Description of problem: There was a change made to prevent health checks when there was only one endpoint for a service. But that was too aggressive. When a route has multiple services then it would disable health checks incorrectly. We need to disable the checks when there is only one backend server for the whole route. Version-Release number of selected component (if applicable): 3.7.0 pre-release How reproducible: Every time. Steps to Reproduce: 1. Make a route that selects two services 2. Make each service have one endpoint Actual results: Health checks are disabled for both servers in the haproxy config. Expected results: Health checks are performed. Additional info:
PR https://github.com/openshift/origin/pull/17077
Commits pushed to master at https://github.com/openshift/origin https://github.com/openshift/origin/commit/9835dca2c14d387a5a15ee14883b48e1f9073604 Skip health checks when there is one server that backs the route Previously we had attempted to suppress the health checks, but it was looking at the endpoints of the service, not the servers that back the route. The problem is that if we just look at endpoints, then if a route has two backing services, each with one endpoint, we would incorrectly suppress the health checks. Fixes bug 1507664 (https://bugzilla.redhat.com/show_bug.cgi?id=1507664) https://github.com/openshift/origin/commit/1bae363268fec9a0df7ac62fc1823ccc3df1cf94 Merge pull request #17077 from knobunc/fix/health-supression Automatic merge from submit-queue. Fix the "supress health checks when only one backing service" logic This reverts commit 4833eb5d9f770fe8ab2b991f1c4d114cd09bf99c and then fixes the implementation. Previously we had attempted to suppress the health checks, but it was looking at the endpoints of the service, not the servers that back the route. The problem is that if we just look at endpoints, then if a route has two backing services, each with one endpoint, we would incorrectly suppress the health checks. Fixes bug 1507664 (https://bugzilla.redhat.com/show_bug.cgi?id=1507664)

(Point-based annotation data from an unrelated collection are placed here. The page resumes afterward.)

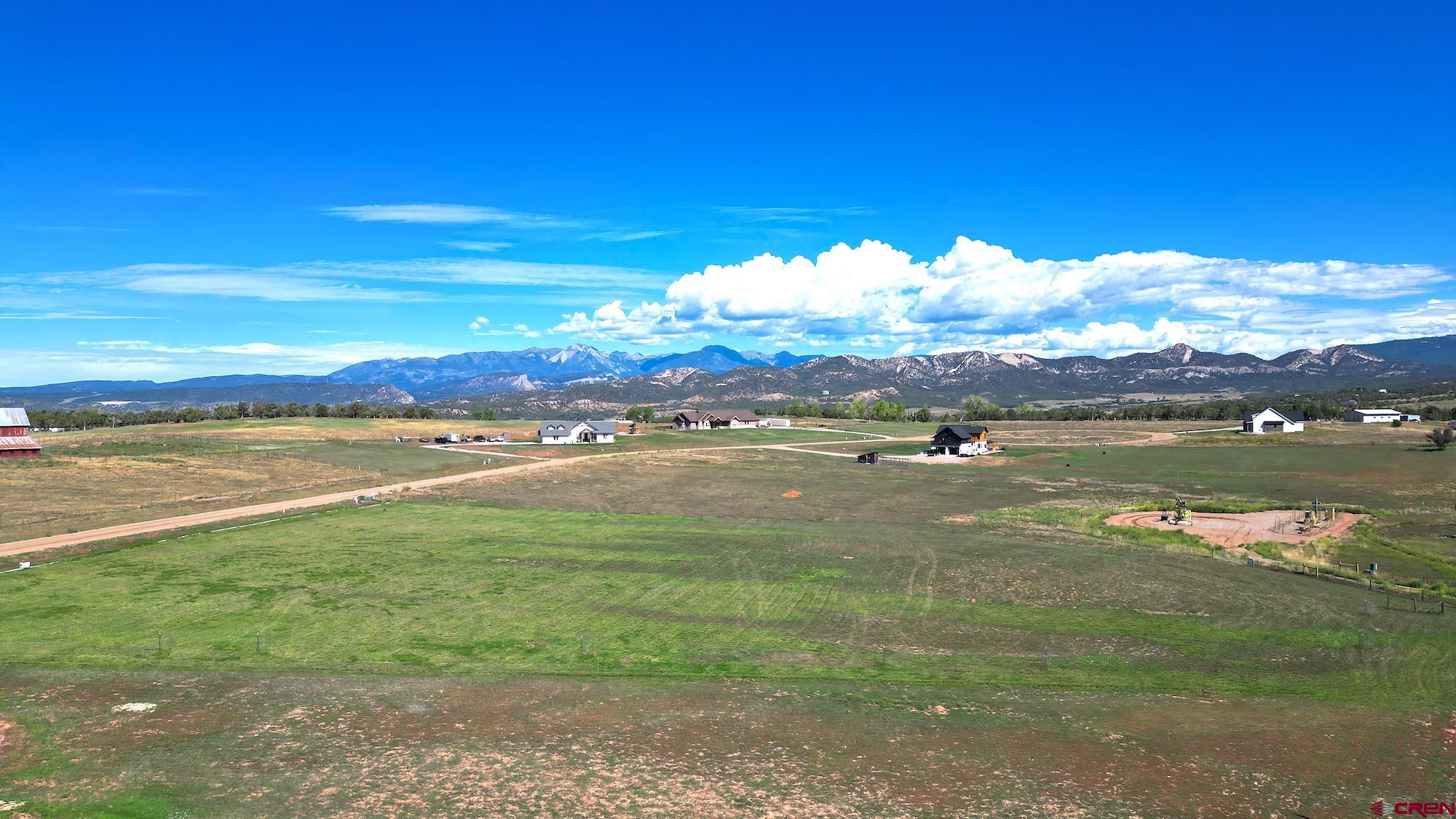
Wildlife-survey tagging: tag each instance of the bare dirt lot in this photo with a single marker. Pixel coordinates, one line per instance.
(1241, 529)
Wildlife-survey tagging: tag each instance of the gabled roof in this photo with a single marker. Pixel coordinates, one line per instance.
(14, 417)
(965, 432)
(698, 416)
(1292, 416)
(18, 442)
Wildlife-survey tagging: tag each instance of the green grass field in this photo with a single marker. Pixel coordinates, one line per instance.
(668, 633)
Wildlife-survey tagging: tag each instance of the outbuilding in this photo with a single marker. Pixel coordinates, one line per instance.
(598, 432)
(1272, 420)
(1372, 416)
(960, 439)
(15, 435)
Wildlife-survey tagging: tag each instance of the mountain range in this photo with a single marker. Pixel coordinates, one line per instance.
(580, 376)
(1008, 378)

verified in v3.7.0-0.189.0 but failed, no "check inter" if route has two services and service has one endpoint. a) two services, one have two endpoints and another has one endpoint: server pod:test-rc-dsx7g:service-unsecure:10.129.0.11:8080 10.129.0.11:8080 cookie 51b8a3813373ee7b1281fc933f9d1ec3 weight 64 check inter 5000ms server pod:test-rc-7vcs2:service-unsecure:10.130.0.11:8080 10.130.0.11:8080 cookie b59a676bd37c1865c9b8c40d9db15c61 weight 64 check inter 5000ms server pod:caddy-docker-2:service-unsecure-2:10.130.0.9:8080 10.130.0.9:8080 cookie fbfdb60f74200c055330efafa409a7f5 weight 256 b) two services, each service has one endpoint: server pod:test-rc-dsx7g:service-unsecure:10.129.0.11:8080 10.129.0.11:8080 cookie 51b8a3813373ee7b1281fc933f9d1ec3 weight 128 server pod:caddy-docker-2:service-unsecure-2:10.130.0.9:8080 10.130.0.9:8080 cookie fbfdb60f74200c055330efafa409a7f5 weight 256
@hongli, I got same results yesterday with no "check inter" for the services when I create one route with three servers, each service has only one endpoint.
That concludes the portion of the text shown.